L'arthrite juvénile idiopathique (AJI) résulte d'une interaction complexe de facteurs génétiques et environnementaux. Cependant, la rareté de la maladie et l’étroitesse des échantillons de population rendent l’identification des facteurs de risque environnementaux difficile.
Malgré cela, une étude suédoise de cohorte prospective portant sur plus de 15 740 enfants dont 41 avaient développé une AJI, avait montré en 2019 que la consommation de poisson au moins une fois par semaine au cours de la grossesse et de la première année de vie était associée à un risque jusqu'à 5 fois plus élevé d'AJI, par rapport à ceux qui consommaient du poisson moins souvent.
Ce risque accru a été principalement attribué à une exposition élevée aux métaux lourds. Cette constatation a logiquement posé la question de l'association possible entre le risque d'AJI et l'exposition alimentaire au mercure pendant la grossesse.
Une vaste cohorte prospective norvégienne
Pour y répondre, une équipe norvégienne, a utilisé les données de l'étude de cohorte norvégienne mère, père et enfant (Norwegian Mother, Father, and Child Cohort Study ou MoBa) qui a recruté des femmes enceintes entre 1999 et 2008. Les cas d'AJI ont été définis par couplage avec le registre national des patients. La consommation de poisson par la mère a été évaluée à l'aide d'un questionnaire sur la fréquence alimentaire qui couvrait la première moitié de la grossesse.
Une consommation élevée de poisson a été définie comme dépassant le 90ème percentile (soit 252 grammes par semaine pour les poissons maigres et semi-gras, 157,5 grammes par semaine pour les poissons gras et 427 grammes par semaine pour la consommation totale de poisson). L'exposition alimentaire au mercure a été estimée à partir des données sur la consommation de poisson.
Un apport élevé en mercure (≥P90) a été défini comme étant supérieur à 20 μg par semaine. Les associations ont été ajustées en fonction des facteurs maternels, notamment l'âge, l'éducation, l'indice de masse corporelle avant la grossesse, la parité, l'apport calorique quotidien, les rhumatismes inflammatoires, ainsi que le tabagisme parental pendant la grossesse.
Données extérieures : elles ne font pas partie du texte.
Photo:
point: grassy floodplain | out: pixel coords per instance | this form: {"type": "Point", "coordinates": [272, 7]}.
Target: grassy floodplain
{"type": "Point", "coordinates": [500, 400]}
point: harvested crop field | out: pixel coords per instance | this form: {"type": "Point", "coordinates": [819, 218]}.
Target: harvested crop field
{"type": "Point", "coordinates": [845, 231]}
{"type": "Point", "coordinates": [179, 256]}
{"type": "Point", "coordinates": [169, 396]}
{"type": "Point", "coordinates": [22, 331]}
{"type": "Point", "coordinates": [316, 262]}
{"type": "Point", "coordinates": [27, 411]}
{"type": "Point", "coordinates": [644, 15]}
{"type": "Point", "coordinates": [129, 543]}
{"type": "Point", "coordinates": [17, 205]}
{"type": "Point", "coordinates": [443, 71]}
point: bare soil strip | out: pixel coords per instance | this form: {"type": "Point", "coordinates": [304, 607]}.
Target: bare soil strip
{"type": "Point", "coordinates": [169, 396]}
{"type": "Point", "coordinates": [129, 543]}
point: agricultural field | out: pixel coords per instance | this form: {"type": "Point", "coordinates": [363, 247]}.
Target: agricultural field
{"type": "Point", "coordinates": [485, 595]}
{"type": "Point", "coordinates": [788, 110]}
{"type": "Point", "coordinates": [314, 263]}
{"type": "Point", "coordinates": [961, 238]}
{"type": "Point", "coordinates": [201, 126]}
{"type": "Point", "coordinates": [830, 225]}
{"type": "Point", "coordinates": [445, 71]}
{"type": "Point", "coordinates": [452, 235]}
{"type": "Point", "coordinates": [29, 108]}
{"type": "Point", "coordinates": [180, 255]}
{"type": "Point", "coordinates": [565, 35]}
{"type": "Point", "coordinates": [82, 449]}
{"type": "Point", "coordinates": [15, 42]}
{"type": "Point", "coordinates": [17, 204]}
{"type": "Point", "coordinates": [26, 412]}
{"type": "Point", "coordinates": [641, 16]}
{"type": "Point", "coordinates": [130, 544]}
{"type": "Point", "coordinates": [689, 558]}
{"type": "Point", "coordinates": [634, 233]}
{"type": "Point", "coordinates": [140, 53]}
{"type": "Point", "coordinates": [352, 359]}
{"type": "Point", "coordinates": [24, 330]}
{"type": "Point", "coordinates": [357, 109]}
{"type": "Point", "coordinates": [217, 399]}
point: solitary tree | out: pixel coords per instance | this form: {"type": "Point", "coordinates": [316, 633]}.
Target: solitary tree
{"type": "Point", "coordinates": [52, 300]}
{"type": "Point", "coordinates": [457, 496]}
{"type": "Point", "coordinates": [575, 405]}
L'échantillon comprenait 73 819 paires mère-enfant et 218 cas d'AJI chez les enfants. La consommation totale médiane de poisson était de 218 grammes par semaine.
Une association positive entre l'AJI et une consommation élevée (≥P90) de poissons maigres et semi-gras par rapport à ceux qui en consommaient peu (<P90) avec un risque multiplié par 1,53. Aucune association claire n'a été observée entre l'AJI et une consommation élevée de poisson gras et de poisson total (aOR=0,93). Aucune association n'a été trouvée entre l'AJI et un apport estimé élevé en mercure par rapport à un faible apport (aOR=0,94).
D’après les auteurs, si ces données indiquent une association, la causalité ne peut être déduite de manière définitive, de telle sorte qu’il ne faut pas mettre en garde les femmes enceintes contre la consommation de poisson uniquement sur la base de cette étude en ce qui concerne le risque d’AJI, en particulier si l’on considère d’autres recherches soulignant les impacts positifs d’un régime alimentaire marin.
Des recherches plus approfondies sont nécessaires pour clarifier le rôle des métaux lourds et d'autres contaminants alimentaires dans l'étiologie de l'AJI.
References
Dåstøl VØ, Caspersen IH, Brantsæter AL, et al. Fish consumption and dietary mercury exposure during pregnancy and JIA risk: a population-based nationwide cohort study. Annals of the Rheumatic Diseases 2024;83:231. EULAR 2024. Abstract#OP0316.